Boeken en bomen
Vroeger las ik nooit boeken. Tenzij voor een schoolopdracht of om informatie op te zoeken over een specifiek onderwerp. Maar sinds ik vorig jaar de opleiding European Tree Worker volgde, ben ik plots beginnen lezen. Er werden tijdens de lessen vaak boeken of schrijvers genoemd die volgens hen "de moeite waard zijn" om eens te lezen. En zo geschiedde. Ik had de leesmicrobe al snel te pakken. Zo wil ik eigenlijk verwijzen naar enkele boeken over bomen die me al heel wat bijgebracht hebben en waarvan ik denk dat anderen er ook wat aan hebben. Als mensen hun kennis over bomen en natuur in het algemeen wat bijschaven, zullen we al minder snel een boom laten kappen of klagen over de blaadjes of de "vuiligheid" die de natuur met zich meebrengt.

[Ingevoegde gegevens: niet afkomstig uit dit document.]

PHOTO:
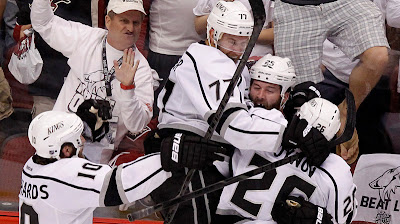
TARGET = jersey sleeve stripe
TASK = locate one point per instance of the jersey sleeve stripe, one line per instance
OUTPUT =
(112, 196)
(198, 79)
(144, 180)
(59, 181)
(336, 192)
(254, 132)
(140, 159)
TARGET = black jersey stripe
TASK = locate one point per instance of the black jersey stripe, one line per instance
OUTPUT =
(140, 159)
(59, 181)
(254, 132)
(336, 192)
(168, 90)
(112, 197)
(144, 180)
(198, 79)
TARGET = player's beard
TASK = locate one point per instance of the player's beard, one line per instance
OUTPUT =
(265, 103)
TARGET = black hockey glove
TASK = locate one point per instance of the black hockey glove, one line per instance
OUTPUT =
(194, 152)
(300, 94)
(296, 210)
(309, 139)
(95, 127)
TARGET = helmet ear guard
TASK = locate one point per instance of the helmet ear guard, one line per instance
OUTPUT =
(51, 129)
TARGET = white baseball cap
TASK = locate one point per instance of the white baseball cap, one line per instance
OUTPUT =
(121, 6)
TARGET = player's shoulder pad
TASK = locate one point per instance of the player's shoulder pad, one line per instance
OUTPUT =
(336, 167)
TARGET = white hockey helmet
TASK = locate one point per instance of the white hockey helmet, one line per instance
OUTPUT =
(229, 17)
(322, 115)
(276, 70)
(51, 129)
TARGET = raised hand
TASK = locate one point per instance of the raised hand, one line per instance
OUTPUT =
(126, 72)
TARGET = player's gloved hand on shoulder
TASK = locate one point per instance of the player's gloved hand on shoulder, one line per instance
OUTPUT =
(301, 93)
(95, 126)
(296, 210)
(304, 92)
(310, 140)
(191, 151)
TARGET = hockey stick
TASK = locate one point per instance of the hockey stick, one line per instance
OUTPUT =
(213, 187)
(346, 135)
(257, 7)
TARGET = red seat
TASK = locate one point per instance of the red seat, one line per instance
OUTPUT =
(15, 151)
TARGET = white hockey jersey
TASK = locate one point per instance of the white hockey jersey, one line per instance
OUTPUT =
(192, 95)
(67, 191)
(330, 186)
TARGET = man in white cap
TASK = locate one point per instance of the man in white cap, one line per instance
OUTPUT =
(110, 83)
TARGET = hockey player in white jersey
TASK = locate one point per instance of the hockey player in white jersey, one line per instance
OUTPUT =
(192, 95)
(297, 193)
(60, 187)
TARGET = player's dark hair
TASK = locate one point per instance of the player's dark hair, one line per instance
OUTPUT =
(42, 161)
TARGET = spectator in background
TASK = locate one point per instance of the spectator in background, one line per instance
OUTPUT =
(46, 89)
(300, 27)
(102, 73)
(170, 34)
(6, 108)
(337, 73)
(8, 18)
(266, 38)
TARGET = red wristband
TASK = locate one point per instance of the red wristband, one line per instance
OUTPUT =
(16, 33)
(124, 87)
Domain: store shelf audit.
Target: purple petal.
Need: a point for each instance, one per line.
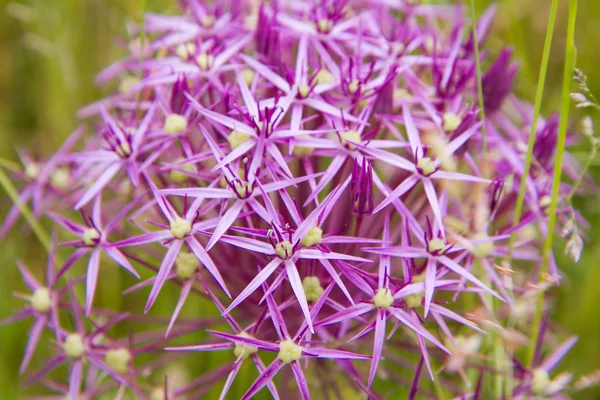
(263, 379)
(120, 259)
(207, 262)
(347, 314)
(145, 238)
(225, 222)
(230, 378)
(98, 184)
(296, 283)
(91, 279)
(402, 188)
(316, 254)
(34, 337)
(262, 276)
(185, 291)
(202, 347)
(377, 344)
(163, 272)
(301, 381)
(452, 265)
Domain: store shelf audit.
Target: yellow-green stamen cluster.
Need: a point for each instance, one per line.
(312, 288)
(118, 359)
(74, 346)
(186, 264)
(383, 298)
(312, 237)
(180, 227)
(289, 352)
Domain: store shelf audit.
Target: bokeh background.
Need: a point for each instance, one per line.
(50, 51)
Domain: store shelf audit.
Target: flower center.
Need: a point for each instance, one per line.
(539, 381)
(302, 151)
(243, 350)
(354, 86)
(205, 61)
(32, 171)
(180, 227)
(383, 298)
(324, 25)
(243, 189)
(184, 51)
(482, 249)
(73, 346)
(350, 136)
(312, 288)
(415, 300)
(289, 352)
(178, 176)
(436, 246)
(401, 94)
(186, 264)
(90, 236)
(451, 122)
(426, 166)
(323, 76)
(312, 237)
(248, 76)
(207, 21)
(284, 249)
(175, 123)
(158, 394)
(127, 83)
(236, 139)
(303, 90)
(40, 300)
(118, 359)
(60, 178)
(123, 149)
(545, 201)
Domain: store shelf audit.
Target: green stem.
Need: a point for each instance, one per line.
(479, 83)
(532, 133)
(37, 228)
(560, 149)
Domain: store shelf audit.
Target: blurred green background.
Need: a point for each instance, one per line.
(50, 51)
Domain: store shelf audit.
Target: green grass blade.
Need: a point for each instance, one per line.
(536, 114)
(479, 83)
(557, 173)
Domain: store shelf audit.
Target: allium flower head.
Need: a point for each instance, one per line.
(311, 176)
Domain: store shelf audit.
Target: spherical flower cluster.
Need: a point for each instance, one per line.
(319, 175)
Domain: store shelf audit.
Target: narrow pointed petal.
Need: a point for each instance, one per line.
(452, 265)
(34, 337)
(151, 237)
(98, 185)
(264, 378)
(377, 344)
(296, 284)
(262, 276)
(301, 381)
(207, 262)
(163, 272)
(402, 188)
(230, 378)
(91, 279)
(347, 314)
(434, 203)
(185, 291)
(226, 221)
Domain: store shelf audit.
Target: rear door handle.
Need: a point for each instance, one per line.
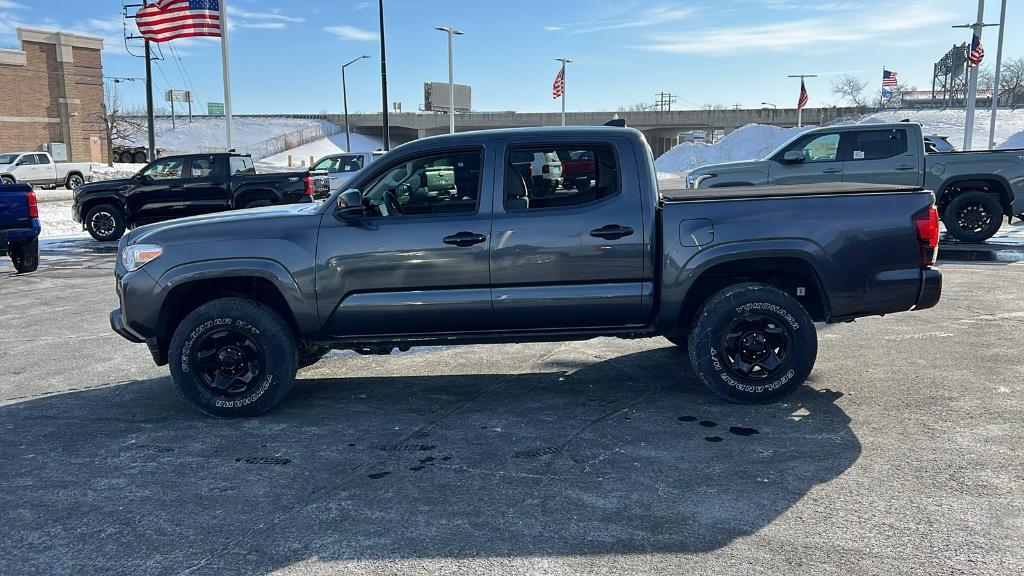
(611, 232)
(464, 239)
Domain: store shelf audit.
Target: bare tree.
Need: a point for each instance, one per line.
(1012, 81)
(120, 125)
(851, 88)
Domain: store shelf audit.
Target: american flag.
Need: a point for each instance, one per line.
(977, 51)
(167, 19)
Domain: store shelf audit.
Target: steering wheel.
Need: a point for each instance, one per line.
(391, 201)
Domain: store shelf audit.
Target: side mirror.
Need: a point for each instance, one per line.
(350, 204)
(793, 157)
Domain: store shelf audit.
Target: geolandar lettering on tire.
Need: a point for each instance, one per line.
(770, 307)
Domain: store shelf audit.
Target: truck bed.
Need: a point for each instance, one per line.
(745, 192)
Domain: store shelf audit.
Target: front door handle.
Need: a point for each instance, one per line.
(611, 232)
(464, 239)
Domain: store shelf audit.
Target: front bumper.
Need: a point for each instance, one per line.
(931, 289)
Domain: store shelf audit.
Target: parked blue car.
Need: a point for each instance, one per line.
(19, 227)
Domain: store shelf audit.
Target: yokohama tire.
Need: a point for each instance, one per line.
(214, 332)
(753, 343)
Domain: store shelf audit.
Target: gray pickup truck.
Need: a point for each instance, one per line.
(975, 191)
(444, 241)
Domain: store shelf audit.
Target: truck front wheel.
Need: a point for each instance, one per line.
(233, 357)
(105, 222)
(973, 216)
(753, 343)
(25, 255)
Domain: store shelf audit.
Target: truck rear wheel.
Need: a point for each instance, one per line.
(105, 222)
(973, 216)
(25, 255)
(233, 357)
(753, 343)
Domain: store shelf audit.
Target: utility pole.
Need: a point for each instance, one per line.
(451, 32)
(564, 85)
(972, 88)
(800, 108)
(995, 81)
(344, 100)
(387, 129)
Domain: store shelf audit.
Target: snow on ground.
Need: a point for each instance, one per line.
(55, 220)
(749, 142)
(1016, 140)
(950, 123)
(210, 132)
(320, 149)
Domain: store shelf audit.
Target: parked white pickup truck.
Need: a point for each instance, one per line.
(38, 168)
(331, 172)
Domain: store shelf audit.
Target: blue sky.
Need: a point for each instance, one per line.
(286, 54)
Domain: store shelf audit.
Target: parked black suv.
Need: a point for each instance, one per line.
(174, 187)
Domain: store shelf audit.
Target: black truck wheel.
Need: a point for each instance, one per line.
(105, 222)
(233, 357)
(753, 343)
(25, 255)
(74, 180)
(973, 216)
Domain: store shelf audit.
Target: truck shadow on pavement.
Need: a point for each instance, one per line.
(625, 455)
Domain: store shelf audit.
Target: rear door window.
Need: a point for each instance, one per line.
(878, 145)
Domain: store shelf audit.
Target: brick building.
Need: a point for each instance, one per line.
(51, 90)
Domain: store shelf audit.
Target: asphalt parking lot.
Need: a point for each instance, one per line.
(904, 454)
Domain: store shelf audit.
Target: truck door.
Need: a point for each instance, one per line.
(205, 184)
(416, 260)
(568, 254)
(819, 161)
(159, 194)
(882, 156)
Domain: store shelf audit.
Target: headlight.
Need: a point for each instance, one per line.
(137, 255)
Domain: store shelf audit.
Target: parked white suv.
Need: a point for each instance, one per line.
(37, 168)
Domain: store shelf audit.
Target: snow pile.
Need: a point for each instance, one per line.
(1016, 140)
(318, 149)
(104, 172)
(950, 123)
(749, 142)
(55, 221)
(209, 132)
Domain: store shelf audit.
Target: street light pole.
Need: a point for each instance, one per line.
(344, 99)
(451, 32)
(564, 85)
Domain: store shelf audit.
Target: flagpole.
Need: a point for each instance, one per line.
(995, 81)
(227, 73)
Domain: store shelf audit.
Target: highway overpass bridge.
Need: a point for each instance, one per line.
(660, 128)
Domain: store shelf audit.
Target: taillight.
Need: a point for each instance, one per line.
(927, 224)
(33, 205)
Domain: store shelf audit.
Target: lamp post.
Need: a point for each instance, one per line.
(451, 32)
(344, 99)
(564, 62)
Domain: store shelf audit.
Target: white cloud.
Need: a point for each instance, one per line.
(896, 21)
(351, 33)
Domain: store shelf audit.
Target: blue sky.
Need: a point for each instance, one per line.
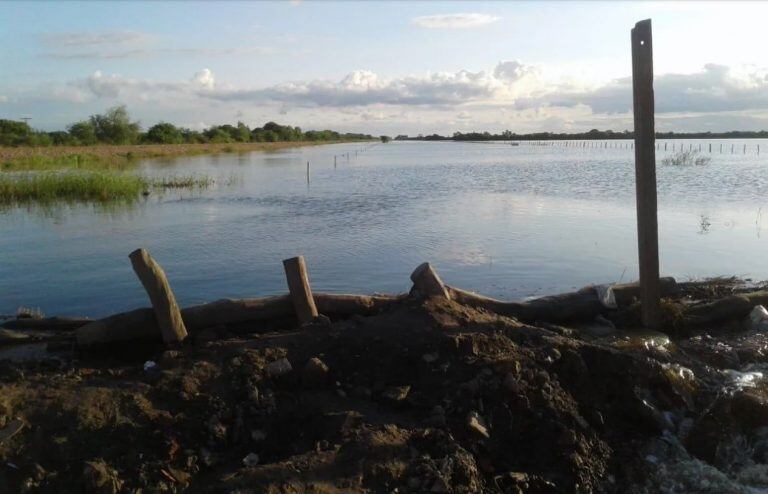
(383, 67)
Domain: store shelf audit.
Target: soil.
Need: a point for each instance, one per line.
(430, 396)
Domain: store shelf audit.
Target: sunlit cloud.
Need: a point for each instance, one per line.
(454, 21)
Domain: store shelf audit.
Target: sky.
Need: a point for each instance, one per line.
(383, 67)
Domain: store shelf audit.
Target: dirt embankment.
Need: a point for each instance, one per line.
(429, 396)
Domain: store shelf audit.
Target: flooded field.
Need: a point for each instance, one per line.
(506, 221)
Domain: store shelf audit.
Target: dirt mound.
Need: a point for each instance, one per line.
(430, 396)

Het begon bij "het verborgen leven van bomen" geschreven door Peter Wohlleben. Daarna las ik "bomen beter begrijpen" door Wim Peeters. Hoewel beide auteurs bomen op een andere manier benaderen, is het toch interessant om ze eens naast elkaar te leggen. Om verder te gaan in de lijn van Peter Wohlleben, las ik nog "het bos – het handboek voor elke boswandeling" en "de lange adem van bomen". Het zijn eigenlijk stuk voor stuk boeken die je zo uitleest. Een iets geavanceerder boek is "het levensverhaal van een boom" door David Suzuki en Wayne Grady. Hier volgen we het levensverhaal van een Douglas spar (Pseudotsuga menziesii), en ik verzeker u, die boom wordt oud. Om alles te begrijpen, lees je best eerst een iets toegankelijker boek zoals dat van Wohlleben.
De natuur is een
geavanceerd mechanisme en zit toch logisch in elkaar. Door je in te
lezen in dit fenomeen kan je jezelf en anderen (die geen zin hebben
om te lezen) leren hoe het in elkaar steekt. We willen nog te veel de
natuur naar onze hand zetten. Ook bij een tuinaanleg gaan we
eigenlijk planten in de grond steken en op die manier een landschap
gaan forceren. Het "on"kruid dat ertussen komt groeien moet dan
wegblijven om de nieuwe aanplant zijn kans te geven op een
succesvolle toekomst. Hoe schoon zou het zijn als we gewoon hier en
daar eens wat bijzaaien en verder simpelweg toekijken naar wat er
spontaan komt. Ik zie zelf in mijn tuin zaailingen van es en wilg
opschieten uit het niets. Die zaailingen doen het al beter dan
stekken die ik zelf geplant heb. Planten die uit zaad opkomen hebben
vaak een penwortel. Boompjes die opgekweekt worden in de kwekerij,
worden talloze keren verplant tot ze aangekocht worden en een thuis
vinden in een bos, veld of tuin. Deze kwekerijplanten zijn hun
penwortel kwijt en ook een groot deel van hun wortelgestel. Ze moeten
dus grotendeels opnieuw beginnen als ze van het kweekveld komen. Een
boom die ergens spontaan opkomt uit zaad, zal een aangeplante boom al
snel voorbijsteken in groei. Ook later zijn deze bomen beter bestand
tegen droogte, natte periodes, klimaatverandering, …
Dus het wordt
eigenlijk 'zaai eens een boom' in plaats van 'plant eens een
boom'.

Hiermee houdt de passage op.